In this notebook, I will analyze a dataset of people who have been tested for stroke.


# About this dataset

- `id`: unique identifier
- `gende`: "Male", "Female" or "Other"
- `age`: age of the patient
- `hypertension`: 0 if the patient doesn't have hypertension, 1 if the patient has hypertension
- `heart_disease`: 0 if the patient doesn't have any heart diseases, 1 if the patient has a heart disease
- `ever_married`: "No" or "Yes"
- `work_type`: "children", "Govt_jov", "Never_worked", "Private" or "Self-employed"
- `Residence_type`: "Rural" or "Urban"
- `avg_glucose_level`: average glucose level in blood
- `bmi`: body mass index
- `smoking_status`: "formerly smoked", "never smoked", "smokes" or "Unknown"*
- `stroke`: 1 if the patient had a stroke or 0 if not

## Imports libs 

In [None]:
import numpy as np # linear algebra
import pandas as pd # data processing, CSV file I/O (e.g. pd.read_csv)

# Charts
import matplotlib.pyplot as plt
import seaborn as sns
from scikitplot.estimators import plot_learning_curve
from sklearn.metrics import plot_confusion_matrix
from keras.utils.vis_utils import plot_model

#  Models
from tensorflow.keras.models import Sequential, load_model
from tensorflow.keras.layers import Dense, Dropout, Flatten
from tensorflow.keras.layers import Conv2D, MaxPool2D, BatchNormalization
from tensorflow.keras.callbacks import EarlyStopping, ReduceLROnPlateau, ModelCheckpoint
from sklearn.linear_model import LogisticRegression
from sklearn.tree import DecisionTreeClassifier
from sklearn.ensemble import RandomForestClassifier, GradientBoostingClassifier
from sklearn.neighbors import KNeighborsClassifier
from sklearn.svm import SVC
import xgboost as xgb
import lightgbm as lgbm
import catboost as ctb


# Preprocessing
from tensorflow.keras.utils import to_categorical
from sklearn.preprocessing import StandardScaler
from sklearn.preprocessing import RobustScaler
from sklearn.preprocessing import MinMaxScaler
from imblearn.over_sampling import SMOTE
from imblearn.combine import SMOTETomek 
from sklearn.preprocessing import LabelEncoder

# Scoring
from sklearn.metrics import classification_report
from sklearn.model_selection import train_test_split, cross_val_score, KFold, cross_validate, StratifiedKFold
from sklearn.metrics import make_scorer, f1_score, precision_score, recall_score, accuracy_score
from sklearn.metrics import classification_report, roc_curve, roc_auc_score, confusion_matrix

# Hyperparameters and features importance
from sklearn.model_selection import GridSearchCV
import eli5
from eli5.sklearn import PermutationImportance

# remove verison errors
import warnings
warnings.filterwarnings(action='ignore', category=UserWarning)

## Loading the dataset

In [None]:
path = '/kaggle/input/stroke-prediction-dataset/'

df_stroke = pd.read_csv(path + 'healthcare-dataset-stroke-data.csv')

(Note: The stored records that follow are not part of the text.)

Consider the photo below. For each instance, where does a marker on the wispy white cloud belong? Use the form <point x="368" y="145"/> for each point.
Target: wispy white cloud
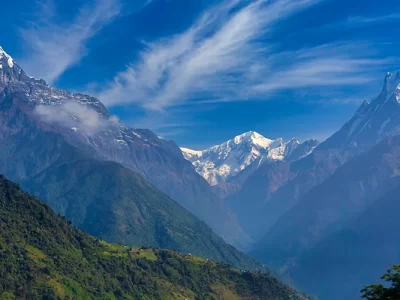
<point x="358" y="20"/>
<point x="54" y="45"/>
<point x="219" y="57"/>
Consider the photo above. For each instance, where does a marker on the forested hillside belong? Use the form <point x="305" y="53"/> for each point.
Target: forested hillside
<point x="43" y="257"/>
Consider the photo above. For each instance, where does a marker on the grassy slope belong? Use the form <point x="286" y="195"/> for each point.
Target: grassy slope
<point x="43" y="257"/>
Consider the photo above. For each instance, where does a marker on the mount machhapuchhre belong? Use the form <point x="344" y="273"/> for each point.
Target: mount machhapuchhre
<point x="328" y="216"/>
<point x="324" y="213"/>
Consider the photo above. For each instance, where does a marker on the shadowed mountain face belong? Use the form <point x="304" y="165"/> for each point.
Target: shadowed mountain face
<point x="332" y="204"/>
<point x="274" y="189"/>
<point x="339" y="230"/>
<point x="87" y="165"/>
<point x="43" y="257"/>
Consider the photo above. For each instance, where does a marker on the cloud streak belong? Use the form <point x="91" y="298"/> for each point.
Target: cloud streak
<point x="76" y="117"/>
<point x="55" y="46"/>
<point x="215" y="59"/>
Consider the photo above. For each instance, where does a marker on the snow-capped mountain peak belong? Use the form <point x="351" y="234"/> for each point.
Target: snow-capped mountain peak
<point x="222" y="162"/>
<point x="254" y="138"/>
<point x="3" y="54"/>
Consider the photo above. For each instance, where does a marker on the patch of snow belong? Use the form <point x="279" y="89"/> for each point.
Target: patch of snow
<point x="221" y="162"/>
<point x="383" y="126"/>
<point x="10" y="60"/>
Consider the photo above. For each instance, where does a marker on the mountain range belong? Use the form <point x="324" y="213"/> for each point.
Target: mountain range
<point x="230" y="163"/>
<point x="42" y="256"/>
<point x="323" y="213"/>
<point x="118" y="183"/>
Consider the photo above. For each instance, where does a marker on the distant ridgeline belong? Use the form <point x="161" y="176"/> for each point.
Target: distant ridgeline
<point x="43" y="257"/>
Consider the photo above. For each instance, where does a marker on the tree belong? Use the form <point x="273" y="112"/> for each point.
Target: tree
<point x="390" y="291"/>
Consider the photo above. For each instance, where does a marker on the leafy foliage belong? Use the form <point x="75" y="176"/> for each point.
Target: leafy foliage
<point x="389" y="292"/>
<point x="42" y="256"/>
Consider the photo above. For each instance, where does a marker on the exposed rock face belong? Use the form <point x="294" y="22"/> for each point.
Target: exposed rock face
<point x="221" y="163"/>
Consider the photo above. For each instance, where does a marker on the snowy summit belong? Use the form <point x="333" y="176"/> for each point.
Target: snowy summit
<point x="221" y="162"/>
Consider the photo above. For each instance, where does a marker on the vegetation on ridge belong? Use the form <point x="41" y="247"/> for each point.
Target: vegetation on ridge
<point x="43" y="257"/>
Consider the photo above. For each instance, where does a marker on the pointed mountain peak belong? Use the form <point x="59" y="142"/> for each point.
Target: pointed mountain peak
<point x="391" y="82"/>
<point x="5" y="56"/>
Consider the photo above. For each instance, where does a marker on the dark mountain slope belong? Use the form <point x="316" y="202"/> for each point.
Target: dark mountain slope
<point x="356" y="255"/>
<point x="373" y="122"/>
<point x="43" y="257"/>
<point x="84" y="123"/>
<point x="103" y="198"/>
<point x="331" y="205"/>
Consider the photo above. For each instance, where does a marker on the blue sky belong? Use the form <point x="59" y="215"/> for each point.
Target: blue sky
<point x="200" y="72"/>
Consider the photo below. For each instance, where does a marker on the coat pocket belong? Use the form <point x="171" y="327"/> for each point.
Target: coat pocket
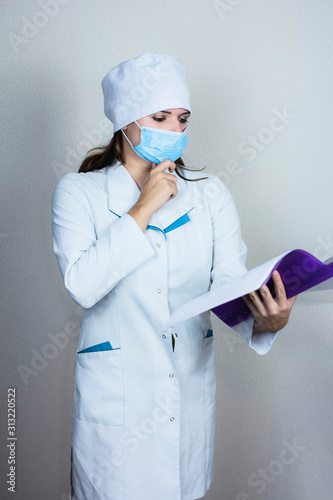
<point x="98" y="387"/>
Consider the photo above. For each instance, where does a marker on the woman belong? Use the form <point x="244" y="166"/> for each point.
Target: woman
<point x="136" y="237"/>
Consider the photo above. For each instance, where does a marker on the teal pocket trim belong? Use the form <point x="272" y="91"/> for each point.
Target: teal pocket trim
<point x="179" y="222"/>
<point x="104" y="346"/>
<point x="157" y="229"/>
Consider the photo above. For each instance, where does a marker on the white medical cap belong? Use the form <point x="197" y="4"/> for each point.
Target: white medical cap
<point x="142" y="86"/>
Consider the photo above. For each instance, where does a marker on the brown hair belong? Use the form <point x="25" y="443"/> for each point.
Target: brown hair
<point x="106" y="156"/>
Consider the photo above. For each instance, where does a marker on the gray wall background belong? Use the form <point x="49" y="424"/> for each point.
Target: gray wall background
<point x="247" y="61"/>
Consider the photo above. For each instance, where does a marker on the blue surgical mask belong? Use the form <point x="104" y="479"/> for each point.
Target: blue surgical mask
<point x="157" y="145"/>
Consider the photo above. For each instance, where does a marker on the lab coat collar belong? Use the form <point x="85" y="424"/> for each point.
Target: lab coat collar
<point x="123" y="193"/>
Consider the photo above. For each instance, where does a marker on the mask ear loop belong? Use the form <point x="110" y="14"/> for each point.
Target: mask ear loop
<point x="127" y="139"/>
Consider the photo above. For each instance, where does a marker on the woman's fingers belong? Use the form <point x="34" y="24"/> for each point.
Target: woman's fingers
<point x="164" y="165"/>
<point x="270" y="313"/>
<point x="280" y="292"/>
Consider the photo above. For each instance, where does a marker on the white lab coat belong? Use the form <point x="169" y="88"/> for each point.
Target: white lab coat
<point x="144" y="414"/>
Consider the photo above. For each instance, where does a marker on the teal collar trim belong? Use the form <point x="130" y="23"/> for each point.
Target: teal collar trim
<point x="177" y="223"/>
<point x="115" y="213"/>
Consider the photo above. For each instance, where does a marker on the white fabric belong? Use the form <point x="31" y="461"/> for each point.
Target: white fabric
<point x="144" y="415"/>
<point x="142" y="86"/>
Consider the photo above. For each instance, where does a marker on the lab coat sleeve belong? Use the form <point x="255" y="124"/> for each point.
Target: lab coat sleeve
<point x="92" y="266"/>
<point x="229" y="256"/>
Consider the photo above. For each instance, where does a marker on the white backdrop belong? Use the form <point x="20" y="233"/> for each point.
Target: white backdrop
<point x="261" y="79"/>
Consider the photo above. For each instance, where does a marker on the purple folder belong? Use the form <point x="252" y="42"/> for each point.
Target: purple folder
<point x="299" y="271"/>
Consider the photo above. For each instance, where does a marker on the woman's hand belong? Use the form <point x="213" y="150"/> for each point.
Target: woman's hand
<point x="270" y="314"/>
<point x="158" y="188"/>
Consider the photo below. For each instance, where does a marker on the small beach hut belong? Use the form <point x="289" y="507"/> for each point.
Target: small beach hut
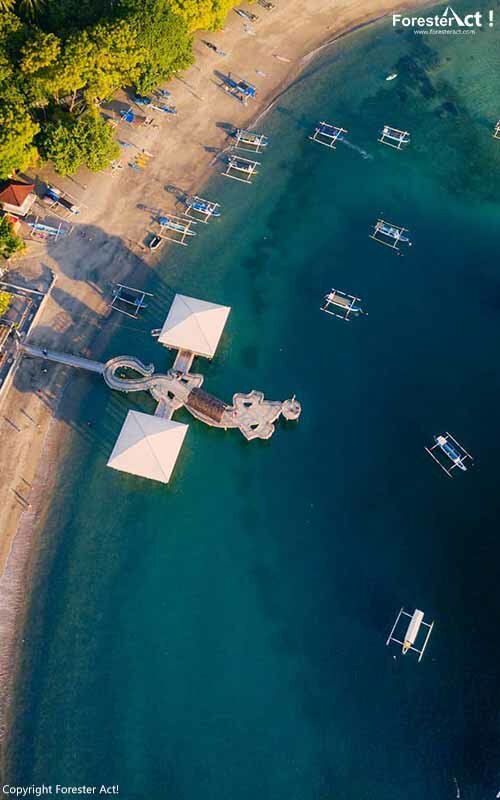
<point x="148" y="446"/>
<point x="17" y="197"/>
<point x="194" y="325"/>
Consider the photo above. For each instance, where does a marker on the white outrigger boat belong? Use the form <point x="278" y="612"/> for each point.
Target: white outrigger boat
<point x="393" y="137"/>
<point x="412" y="631"/>
<point x="389" y="234"/>
<point x="343" y="305"/>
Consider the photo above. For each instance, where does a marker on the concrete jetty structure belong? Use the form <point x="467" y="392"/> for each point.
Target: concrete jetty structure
<point x="148" y="445"/>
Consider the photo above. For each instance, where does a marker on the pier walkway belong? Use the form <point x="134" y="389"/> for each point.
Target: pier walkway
<point x="250" y="413"/>
<point x="63" y="358"/>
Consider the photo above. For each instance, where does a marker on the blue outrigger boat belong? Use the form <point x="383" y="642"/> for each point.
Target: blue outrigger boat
<point x="452" y="450"/>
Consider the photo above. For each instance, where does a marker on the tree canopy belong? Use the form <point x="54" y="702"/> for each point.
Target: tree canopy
<point x="60" y="58"/>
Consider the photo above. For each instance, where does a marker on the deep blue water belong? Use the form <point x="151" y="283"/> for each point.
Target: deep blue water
<point x="225" y="637"/>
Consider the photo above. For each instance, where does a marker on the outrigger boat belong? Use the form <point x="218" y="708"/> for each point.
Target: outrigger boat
<point x="205" y="208"/>
<point x="346" y="304"/>
<point x="412" y="631"/>
<point x="131" y="298"/>
<point x="452" y="450"/>
<point x="389" y="234"/>
<point x="177" y="228"/>
<point x="327" y="134"/>
<point x="250" y="141"/>
<point x="245" y="166"/>
<point x="393" y="137"/>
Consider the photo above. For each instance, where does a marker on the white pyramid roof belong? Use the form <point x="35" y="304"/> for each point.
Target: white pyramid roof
<point x="194" y="325"/>
<point x="148" y="446"/>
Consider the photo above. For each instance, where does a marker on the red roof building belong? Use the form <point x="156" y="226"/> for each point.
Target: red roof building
<point x="17" y="197"/>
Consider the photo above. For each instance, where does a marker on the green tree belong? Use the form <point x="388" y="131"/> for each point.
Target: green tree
<point x="10" y="243"/>
<point x="115" y="58"/>
<point x="5" y="301"/>
<point x="17" y="133"/>
<point x="69" y="143"/>
<point x="30" y="9"/>
<point x="162" y="38"/>
<point x="202" y="14"/>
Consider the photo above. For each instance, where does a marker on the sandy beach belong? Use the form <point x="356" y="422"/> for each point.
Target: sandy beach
<point x="108" y="244"/>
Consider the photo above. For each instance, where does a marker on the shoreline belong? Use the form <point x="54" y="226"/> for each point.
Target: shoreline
<point x="87" y="309"/>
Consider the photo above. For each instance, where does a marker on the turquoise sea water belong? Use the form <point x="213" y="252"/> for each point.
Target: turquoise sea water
<point x="225" y="637"/>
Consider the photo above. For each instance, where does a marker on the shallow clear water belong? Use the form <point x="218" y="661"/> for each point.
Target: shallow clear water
<point x="224" y="637"/>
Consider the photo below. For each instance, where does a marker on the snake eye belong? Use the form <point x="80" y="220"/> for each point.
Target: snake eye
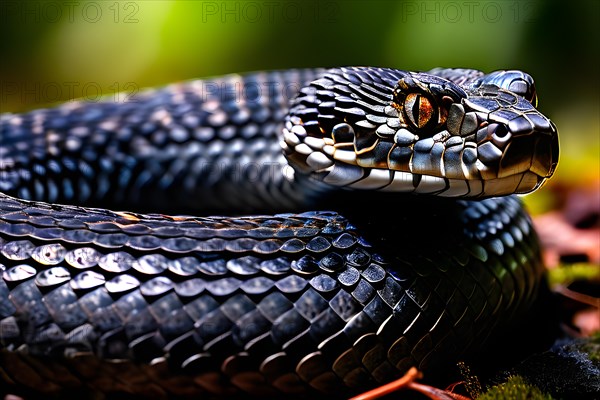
<point x="419" y="109"/>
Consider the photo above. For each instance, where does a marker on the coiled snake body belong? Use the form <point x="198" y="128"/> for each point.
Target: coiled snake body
<point x="320" y="301"/>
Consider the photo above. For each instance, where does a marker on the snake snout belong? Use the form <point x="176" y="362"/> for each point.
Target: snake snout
<point x="532" y="152"/>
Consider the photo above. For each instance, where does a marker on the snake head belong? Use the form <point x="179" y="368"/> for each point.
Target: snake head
<point x="443" y="132"/>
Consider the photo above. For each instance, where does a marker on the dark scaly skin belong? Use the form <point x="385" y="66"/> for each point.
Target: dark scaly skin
<point x="97" y="301"/>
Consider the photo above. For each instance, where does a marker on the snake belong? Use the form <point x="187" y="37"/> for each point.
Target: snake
<point x="288" y="232"/>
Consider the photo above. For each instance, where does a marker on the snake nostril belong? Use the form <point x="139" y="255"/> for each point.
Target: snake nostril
<point x="501" y="131"/>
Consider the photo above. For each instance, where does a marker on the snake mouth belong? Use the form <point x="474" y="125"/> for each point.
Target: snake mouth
<point x="424" y="135"/>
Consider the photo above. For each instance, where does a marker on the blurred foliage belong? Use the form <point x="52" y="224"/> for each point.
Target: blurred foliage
<point x="573" y="272"/>
<point x="56" y="50"/>
<point x="516" y="388"/>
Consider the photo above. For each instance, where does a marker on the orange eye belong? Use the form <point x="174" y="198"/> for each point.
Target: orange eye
<point x="418" y="109"/>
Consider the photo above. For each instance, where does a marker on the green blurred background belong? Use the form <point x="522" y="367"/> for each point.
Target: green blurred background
<point x="56" y="50"/>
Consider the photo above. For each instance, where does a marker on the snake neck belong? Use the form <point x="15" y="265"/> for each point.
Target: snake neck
<point x="186" y="148"/>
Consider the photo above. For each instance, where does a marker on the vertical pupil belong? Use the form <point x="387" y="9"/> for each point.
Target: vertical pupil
<point x="418" y="109"/>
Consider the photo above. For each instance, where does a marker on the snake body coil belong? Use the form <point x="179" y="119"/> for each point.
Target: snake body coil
<point x="318" y="301"/>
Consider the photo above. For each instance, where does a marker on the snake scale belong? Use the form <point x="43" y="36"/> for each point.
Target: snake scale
<point x="426" y="254"/>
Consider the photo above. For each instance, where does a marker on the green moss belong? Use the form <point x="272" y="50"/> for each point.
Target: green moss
<point x="569" y="273"/>
<point x="514" y="389"/>
<point x="592" y="348"/>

## The size of the dataset

In [None]:
df_stroke.shape

# Exploratory data analysis

## Basic info about data

In [None]:
df_stroke.info()

## Sample data

In [None]:
df_stroke.sample(15)

## Checking missing values

In [None]:
df_stroke.isnull().sum().sum()

## Removing missing values

In [None]:
df_stroke.dropna(inplace=True)

## Checking duplicates

In [None]:
df_stroke.duplicated().sum()

#### Colors to charts

In [None]:
mycolors = ['red', 'blue', 'brown', 'orange']

#### I divide features to categorical, continous and label columns

In [None]:
categorical_cols = [ 'gender', 'hypertension', 'heart_disease', 'ever_married', 'work_type', 'Residence_type', 'smoking_status'] # 8
continous_cols = ['age', 'avg_glucose_level', 'bmi'] # 3
label_col = ['stroke'] #1

to_numeric = {
    'gender':{'Male': 0, 'Female': 1, 'Other': 2},
    'ever_married':{'No':0, 'Yes':1},
    'work_type': {'children': 0, 'Govt_job': 1, 'Never_worked': 2, 'Private': 3, 'Self-employed': 4},
    'Residence_type': {'Rural': 0, 'Urban': 1},
    'smoking_status': {'formerly smoked': 0, 'never smoked': 1, 'smokes': 2, 'Unknown': 3}
}

name_change = {
    'hypertension': {'0': "patient doesn't have hypertension", '1': 'patient has hypertension'}, 
    'heart_disease': {'0': "patient doesn't have any heart diseases", '1': "patient has a heart disease"},
}

## Statistics continous columns

In [None]:
df_stroke[continous_cols].describe().T

### Distribution of continuous features

In [None]:
cnt = 0
max_in_row = 1
for x in continous_cols:
    data = df_stroke[x]
    plt.figure(cnt//max_in_row, figsize=(25,8))
    plt.subplot(1, max_in_row, (cnt)%max_in_row + 1)
    plt.title(f'Distribution of {x} variable', fontsize=20)
    plt.xticks(fontsize=16)
    plt.yticks(fontsize=16)
    plt.xlabel(x, fontsize=16)
    plt.ylabel('Count', fontsize=16)
    sns.histplot(data, bins = 50, kde=50);
    cnt += 1

In [None]:
cnt = 0
max_in_row = 1
for x in continous_cols:
    plt.figure(cnt//max_in_row, figsize=(25,8))
    plt.subplot(1, max_in_row, (cnt)%max_in_row + 1)
    plt.title(x, fontsize=20)
    plt.xticks(fontsize=16)
    plt.yticks(fontsize=16)
    plt.xlabel(x, fontsize=16)
    plt.ylabel('Density', fontsize=16)
    sns.kdeplot(data=df_stroke, x=x, hue="stroke", fill=True, common_norm=False, alpha=.5, linewidth=0);
    cnt += 1

## Boxplot of continuous features

In [None]:
cnt = 0
max_in_row = 1
for x in continous_cols:
    data = df_stroke[x]
    plt.figure(cnt//max_in_row, figsize=(25,8))
    plt.subplot(1, max_in_row, (cnt)%max_in_row + 1)
    plt.title(x, fontsize=20)
    plt.xticks(fontsize=16)
    plt.yticks(fontsize=16)
    plt.xlabel(x, fontsize=16)
    sns.boxplot(data = data);
    sns.despine(offset=10, trim=True);
    cnt += 1

## Barplot of the categorical features


In [None]:
cnt = 0
max_in_row = 1
for x in categorical_cols:
    val1 = df_stroke[x].value_counts().index
    if x in name_change:
        val1 = [name_change[x][str(val)] for val in val1]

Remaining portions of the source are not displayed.